Un año en el que la prensa, como suele pasar en los lugares donde se hace historia, pagó un precio muy alto: 13 profesionales de la información (2 en Egipto, 1 en Túnez, 5 en Libia, 2 en Bahréin y 3 en Yemen) perdieron la vida en este periodo mientras realizaban su trabajo: entre ellos algunas reconocidas figuras del fotoperiodismo internacional, aunque la mayoría de las victimas fueron periodistas locales.

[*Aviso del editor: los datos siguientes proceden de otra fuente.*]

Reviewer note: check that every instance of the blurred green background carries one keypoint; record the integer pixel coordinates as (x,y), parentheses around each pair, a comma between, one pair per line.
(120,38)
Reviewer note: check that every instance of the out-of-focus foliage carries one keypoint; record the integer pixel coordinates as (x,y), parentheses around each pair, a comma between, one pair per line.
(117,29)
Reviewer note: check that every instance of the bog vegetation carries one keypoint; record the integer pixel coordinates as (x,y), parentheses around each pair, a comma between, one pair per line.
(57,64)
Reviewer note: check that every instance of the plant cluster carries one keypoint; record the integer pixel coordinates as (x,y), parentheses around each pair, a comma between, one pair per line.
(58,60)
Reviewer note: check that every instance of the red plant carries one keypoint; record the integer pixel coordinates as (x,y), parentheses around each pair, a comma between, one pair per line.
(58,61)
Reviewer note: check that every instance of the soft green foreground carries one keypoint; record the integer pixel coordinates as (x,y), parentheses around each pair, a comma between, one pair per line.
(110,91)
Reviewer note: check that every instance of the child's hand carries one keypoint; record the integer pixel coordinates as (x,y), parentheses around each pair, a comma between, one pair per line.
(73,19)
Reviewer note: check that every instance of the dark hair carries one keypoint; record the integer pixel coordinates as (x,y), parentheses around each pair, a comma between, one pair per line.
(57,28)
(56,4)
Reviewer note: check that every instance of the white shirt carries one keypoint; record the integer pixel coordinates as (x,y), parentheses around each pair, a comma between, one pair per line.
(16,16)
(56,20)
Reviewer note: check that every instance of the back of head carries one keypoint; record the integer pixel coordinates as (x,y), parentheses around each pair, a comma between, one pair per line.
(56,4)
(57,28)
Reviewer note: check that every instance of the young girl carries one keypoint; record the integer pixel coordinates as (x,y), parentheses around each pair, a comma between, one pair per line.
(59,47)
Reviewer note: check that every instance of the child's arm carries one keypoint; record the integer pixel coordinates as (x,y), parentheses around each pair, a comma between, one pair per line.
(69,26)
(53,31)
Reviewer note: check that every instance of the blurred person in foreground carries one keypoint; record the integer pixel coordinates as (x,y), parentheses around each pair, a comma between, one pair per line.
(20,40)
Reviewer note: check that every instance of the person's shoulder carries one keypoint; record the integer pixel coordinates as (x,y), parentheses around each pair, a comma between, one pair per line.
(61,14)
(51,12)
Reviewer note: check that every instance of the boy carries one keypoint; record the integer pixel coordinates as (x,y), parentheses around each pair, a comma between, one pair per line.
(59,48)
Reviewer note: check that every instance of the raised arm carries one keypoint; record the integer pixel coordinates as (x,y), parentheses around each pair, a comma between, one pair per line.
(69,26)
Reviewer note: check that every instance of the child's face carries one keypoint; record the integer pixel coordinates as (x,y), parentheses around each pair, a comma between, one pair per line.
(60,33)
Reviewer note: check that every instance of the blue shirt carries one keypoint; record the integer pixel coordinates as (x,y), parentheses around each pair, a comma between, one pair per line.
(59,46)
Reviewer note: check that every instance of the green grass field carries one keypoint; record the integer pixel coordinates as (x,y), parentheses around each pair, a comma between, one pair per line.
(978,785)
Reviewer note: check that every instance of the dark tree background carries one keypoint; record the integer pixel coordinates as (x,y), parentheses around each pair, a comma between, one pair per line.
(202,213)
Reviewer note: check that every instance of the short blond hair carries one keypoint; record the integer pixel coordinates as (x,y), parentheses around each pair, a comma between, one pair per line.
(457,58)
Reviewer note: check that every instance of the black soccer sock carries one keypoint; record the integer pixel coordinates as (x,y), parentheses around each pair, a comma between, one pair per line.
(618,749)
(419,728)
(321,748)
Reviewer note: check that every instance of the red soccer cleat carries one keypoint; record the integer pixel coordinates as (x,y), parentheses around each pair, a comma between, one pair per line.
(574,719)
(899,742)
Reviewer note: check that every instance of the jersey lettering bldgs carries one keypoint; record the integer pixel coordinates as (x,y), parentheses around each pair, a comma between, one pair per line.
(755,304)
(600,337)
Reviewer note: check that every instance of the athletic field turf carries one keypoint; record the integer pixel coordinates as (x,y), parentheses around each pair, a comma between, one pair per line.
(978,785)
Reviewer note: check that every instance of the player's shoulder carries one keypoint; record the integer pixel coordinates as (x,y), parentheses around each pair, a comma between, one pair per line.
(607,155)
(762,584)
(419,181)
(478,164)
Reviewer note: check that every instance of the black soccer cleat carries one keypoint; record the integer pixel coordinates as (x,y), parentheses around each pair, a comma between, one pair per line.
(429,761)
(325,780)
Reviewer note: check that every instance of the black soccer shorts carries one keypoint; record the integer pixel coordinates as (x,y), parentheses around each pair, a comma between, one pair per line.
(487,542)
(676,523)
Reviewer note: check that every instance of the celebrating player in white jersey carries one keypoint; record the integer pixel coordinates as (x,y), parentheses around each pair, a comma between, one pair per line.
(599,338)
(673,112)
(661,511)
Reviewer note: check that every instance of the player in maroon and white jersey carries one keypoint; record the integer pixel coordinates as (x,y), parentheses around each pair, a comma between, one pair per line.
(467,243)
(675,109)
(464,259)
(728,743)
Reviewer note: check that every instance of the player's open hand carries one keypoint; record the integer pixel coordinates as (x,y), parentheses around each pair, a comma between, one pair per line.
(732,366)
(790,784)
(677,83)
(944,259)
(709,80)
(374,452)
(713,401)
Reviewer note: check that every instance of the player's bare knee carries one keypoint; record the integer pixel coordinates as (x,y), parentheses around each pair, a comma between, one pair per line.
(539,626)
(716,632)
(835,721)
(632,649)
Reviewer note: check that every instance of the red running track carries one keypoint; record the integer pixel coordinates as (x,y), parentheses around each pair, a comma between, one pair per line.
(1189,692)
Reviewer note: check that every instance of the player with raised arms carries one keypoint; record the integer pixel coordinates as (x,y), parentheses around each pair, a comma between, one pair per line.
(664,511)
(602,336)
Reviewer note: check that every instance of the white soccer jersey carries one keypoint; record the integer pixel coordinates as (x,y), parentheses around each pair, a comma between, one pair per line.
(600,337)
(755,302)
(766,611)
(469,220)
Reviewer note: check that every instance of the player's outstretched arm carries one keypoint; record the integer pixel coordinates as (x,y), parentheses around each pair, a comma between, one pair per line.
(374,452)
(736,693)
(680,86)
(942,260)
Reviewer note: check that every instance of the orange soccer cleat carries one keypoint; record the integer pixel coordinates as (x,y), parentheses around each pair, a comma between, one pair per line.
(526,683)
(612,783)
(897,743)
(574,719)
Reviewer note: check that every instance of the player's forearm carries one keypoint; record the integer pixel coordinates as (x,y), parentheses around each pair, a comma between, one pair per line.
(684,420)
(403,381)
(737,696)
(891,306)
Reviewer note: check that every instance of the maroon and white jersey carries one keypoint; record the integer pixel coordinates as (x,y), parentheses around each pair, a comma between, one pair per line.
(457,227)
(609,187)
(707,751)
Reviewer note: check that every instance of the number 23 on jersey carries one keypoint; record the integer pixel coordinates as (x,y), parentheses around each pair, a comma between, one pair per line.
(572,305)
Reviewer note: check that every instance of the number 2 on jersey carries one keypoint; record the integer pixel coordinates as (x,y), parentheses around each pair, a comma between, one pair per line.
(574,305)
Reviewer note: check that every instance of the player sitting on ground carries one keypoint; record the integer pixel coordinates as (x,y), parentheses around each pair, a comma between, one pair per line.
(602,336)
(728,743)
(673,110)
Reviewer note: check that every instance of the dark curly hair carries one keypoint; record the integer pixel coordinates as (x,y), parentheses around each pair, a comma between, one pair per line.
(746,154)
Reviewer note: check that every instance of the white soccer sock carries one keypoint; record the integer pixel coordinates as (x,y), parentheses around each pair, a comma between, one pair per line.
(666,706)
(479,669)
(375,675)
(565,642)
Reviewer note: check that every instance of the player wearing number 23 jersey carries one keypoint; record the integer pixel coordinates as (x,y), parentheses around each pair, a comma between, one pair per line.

Frente al empleo masivo de nuevas herramientas de comunicación, como Facebook y Twitter, los gobiernos autoritarios respondieron con viejas y nuevas formas de represión. Las recuerda Soazig Dollet, responsable pare Oriente Medio de Rsf: “Vigilancia de la Red, corte de Internet, corte del las redes de telefonía móvil, interferencia de las cadenas que transmitían via satélite, confiscación de periódicos, agresiones y detensiones de profesionales de la información, blogueros e internautas, secuestros y asesinatos, expulsión de periodistas extranjeros, negación de visados”.

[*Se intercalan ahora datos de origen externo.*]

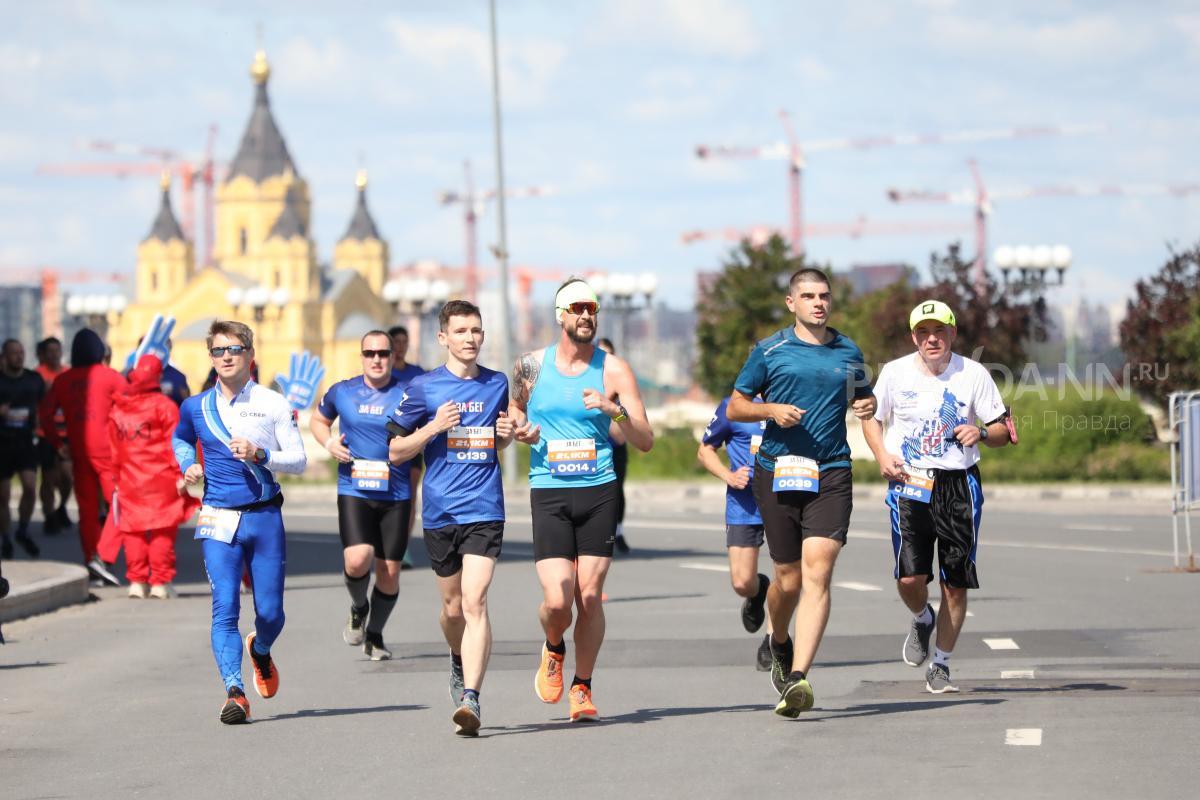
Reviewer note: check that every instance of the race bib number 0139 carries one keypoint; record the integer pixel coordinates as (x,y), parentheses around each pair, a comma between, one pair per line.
(796,474)
(471,445)
(571,456)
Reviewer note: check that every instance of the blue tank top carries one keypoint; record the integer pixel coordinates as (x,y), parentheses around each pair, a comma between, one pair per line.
(574,449)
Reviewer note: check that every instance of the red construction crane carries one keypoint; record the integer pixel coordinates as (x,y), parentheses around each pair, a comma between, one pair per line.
(473,204)
(793,151)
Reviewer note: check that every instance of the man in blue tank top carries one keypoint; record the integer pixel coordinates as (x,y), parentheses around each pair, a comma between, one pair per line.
(568,394)
(457,416)
(375,498)
(808,374)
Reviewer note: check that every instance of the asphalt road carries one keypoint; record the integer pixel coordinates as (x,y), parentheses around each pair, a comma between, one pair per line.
(1079,668)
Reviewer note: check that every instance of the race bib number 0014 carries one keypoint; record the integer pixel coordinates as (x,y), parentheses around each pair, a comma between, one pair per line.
(471,445)
(571,456)
(796,474)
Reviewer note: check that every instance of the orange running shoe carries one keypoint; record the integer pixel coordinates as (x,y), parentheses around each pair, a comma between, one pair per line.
(582,710)
(267,677)
(547,684)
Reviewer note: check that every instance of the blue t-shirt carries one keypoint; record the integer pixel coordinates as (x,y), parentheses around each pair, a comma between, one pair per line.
(363,410)
(822,379)
(462,471)
(741,441)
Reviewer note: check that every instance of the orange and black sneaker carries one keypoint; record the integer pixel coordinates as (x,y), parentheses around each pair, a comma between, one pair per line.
(267,677)
(582,710)
(547,684)
(237,708)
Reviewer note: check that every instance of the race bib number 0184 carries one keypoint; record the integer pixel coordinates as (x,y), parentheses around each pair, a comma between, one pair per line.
(796,474)
(571,456)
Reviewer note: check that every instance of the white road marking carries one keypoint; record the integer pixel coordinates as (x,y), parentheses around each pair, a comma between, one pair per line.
(1024,737)
(1001,644)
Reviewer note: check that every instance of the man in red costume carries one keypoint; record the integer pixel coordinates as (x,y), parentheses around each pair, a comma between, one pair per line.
(85,392)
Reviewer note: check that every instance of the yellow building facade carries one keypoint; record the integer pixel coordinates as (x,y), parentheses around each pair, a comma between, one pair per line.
(264,269)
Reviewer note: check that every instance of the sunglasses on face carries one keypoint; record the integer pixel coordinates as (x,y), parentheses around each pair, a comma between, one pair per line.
(581,306)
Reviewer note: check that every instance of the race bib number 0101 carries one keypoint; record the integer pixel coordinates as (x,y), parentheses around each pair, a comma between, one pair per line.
(571,456)
(471,445)
(370,475)
(796,474)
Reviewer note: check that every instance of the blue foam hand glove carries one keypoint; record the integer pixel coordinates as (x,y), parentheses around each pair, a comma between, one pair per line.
(305,374)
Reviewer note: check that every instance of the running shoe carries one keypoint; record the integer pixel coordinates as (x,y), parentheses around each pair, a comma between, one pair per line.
(780,663)
(582,709)
(456,683)
(916,644)
(937,679)
(466,717)
(237,708)
(355,626)
(547,684)
(796,697)
(754,609)
(762,659)
(267,677)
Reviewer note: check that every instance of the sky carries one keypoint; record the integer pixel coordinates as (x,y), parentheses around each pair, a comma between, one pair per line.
(605,102)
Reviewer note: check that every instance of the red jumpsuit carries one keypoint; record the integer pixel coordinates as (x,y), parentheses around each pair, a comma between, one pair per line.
(149,504)
(85,392)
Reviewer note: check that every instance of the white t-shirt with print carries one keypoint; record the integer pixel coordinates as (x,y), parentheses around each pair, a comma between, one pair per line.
(922,410)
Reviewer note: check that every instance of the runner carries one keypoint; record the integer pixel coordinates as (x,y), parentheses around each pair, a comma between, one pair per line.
(743,523)
(247,433)
(21,391)
(807,376)
(456,414)
(55,470)
(565,394)
(930,401)
(375,499)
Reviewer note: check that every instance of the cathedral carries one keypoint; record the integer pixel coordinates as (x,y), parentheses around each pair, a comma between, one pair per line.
(264,269)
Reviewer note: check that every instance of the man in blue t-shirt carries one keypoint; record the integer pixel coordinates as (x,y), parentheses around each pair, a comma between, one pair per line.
(375,498)
(808,374)
(457,416)
(743,523)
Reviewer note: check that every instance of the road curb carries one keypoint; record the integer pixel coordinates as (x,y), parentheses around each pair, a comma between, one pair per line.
(41,587)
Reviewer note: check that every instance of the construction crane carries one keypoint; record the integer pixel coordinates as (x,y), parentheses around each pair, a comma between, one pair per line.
(795,152)
(187,169)
(981,198)
(473,204)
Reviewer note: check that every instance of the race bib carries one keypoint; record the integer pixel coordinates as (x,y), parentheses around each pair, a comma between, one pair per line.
(796,474)
(219,524)
(919,486)
(571,456)
(471,445)
(370,475)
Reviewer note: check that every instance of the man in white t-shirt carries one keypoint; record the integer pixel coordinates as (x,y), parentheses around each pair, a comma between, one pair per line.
(931,402)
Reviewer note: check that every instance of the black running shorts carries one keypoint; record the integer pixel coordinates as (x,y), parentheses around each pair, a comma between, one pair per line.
(951,519)
(381,523)
(447,546)
(791,517)
(573,522)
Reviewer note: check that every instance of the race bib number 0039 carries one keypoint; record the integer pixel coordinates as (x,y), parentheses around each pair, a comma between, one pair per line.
(471,445)
(571,456)
(796,474)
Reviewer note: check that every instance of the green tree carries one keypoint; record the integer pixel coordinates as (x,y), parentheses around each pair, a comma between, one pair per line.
(1161,332)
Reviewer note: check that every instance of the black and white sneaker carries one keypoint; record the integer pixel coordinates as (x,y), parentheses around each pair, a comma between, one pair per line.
(916,644)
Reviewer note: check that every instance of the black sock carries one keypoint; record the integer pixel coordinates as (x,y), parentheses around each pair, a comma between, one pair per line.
(381,609)
(358,589)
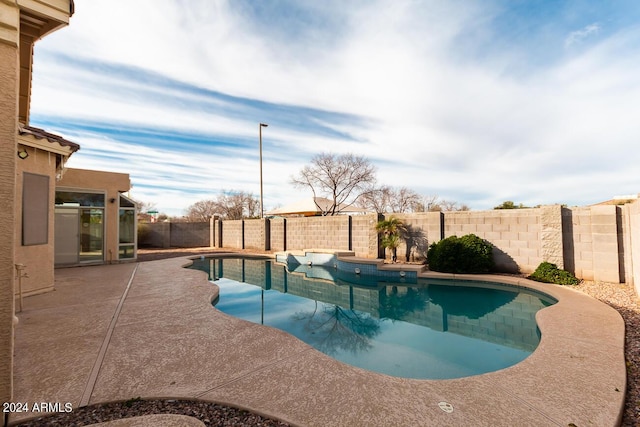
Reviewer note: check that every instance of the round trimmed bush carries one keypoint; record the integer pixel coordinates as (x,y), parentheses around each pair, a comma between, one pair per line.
(466,254)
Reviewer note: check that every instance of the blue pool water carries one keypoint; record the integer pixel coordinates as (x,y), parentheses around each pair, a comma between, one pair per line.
(428,329)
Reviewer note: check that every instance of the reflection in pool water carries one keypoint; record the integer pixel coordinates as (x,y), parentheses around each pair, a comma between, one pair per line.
(428,329)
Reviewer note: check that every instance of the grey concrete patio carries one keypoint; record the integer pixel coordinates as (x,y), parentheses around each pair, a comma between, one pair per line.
(117,332)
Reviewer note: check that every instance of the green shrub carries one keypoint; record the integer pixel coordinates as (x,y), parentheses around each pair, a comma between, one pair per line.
(550,273)
(466,254)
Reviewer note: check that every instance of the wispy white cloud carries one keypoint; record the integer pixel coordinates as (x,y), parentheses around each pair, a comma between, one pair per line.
(456,99)
(578,36)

Una batería de medidas que, de todas formas, no lograron parar las protestas. En Túnez, antes de la caída de Ben Ali, los esfuerzos de la ciberpolicia “Ammar 404” fueron frustrados por los hackers de Anonymous, con una serie de ciberataques contra sitios gubernamentales. En Egipto, el bloqueo de las redes de Internet y de telefonía móvil impuesto por Mubarak ocasionó pérdidas por 90 millones de dólares en tan solo cinco días y enseguida las conexiones tuvieron que ser restablecidas.
También en Libia, mientras veía que la situación se le escapaba de las manos, Gadafi intentó responder con el corte de las líneas telefónicas. Un año después del comienzo de la “primavera árabe”, la situación más alarmante sigue siendo la de Siria, con 25 blogueros y periodistas entre rejas, otros secuestrados y torturados, y muchos corresponsales extranjeros expulsados.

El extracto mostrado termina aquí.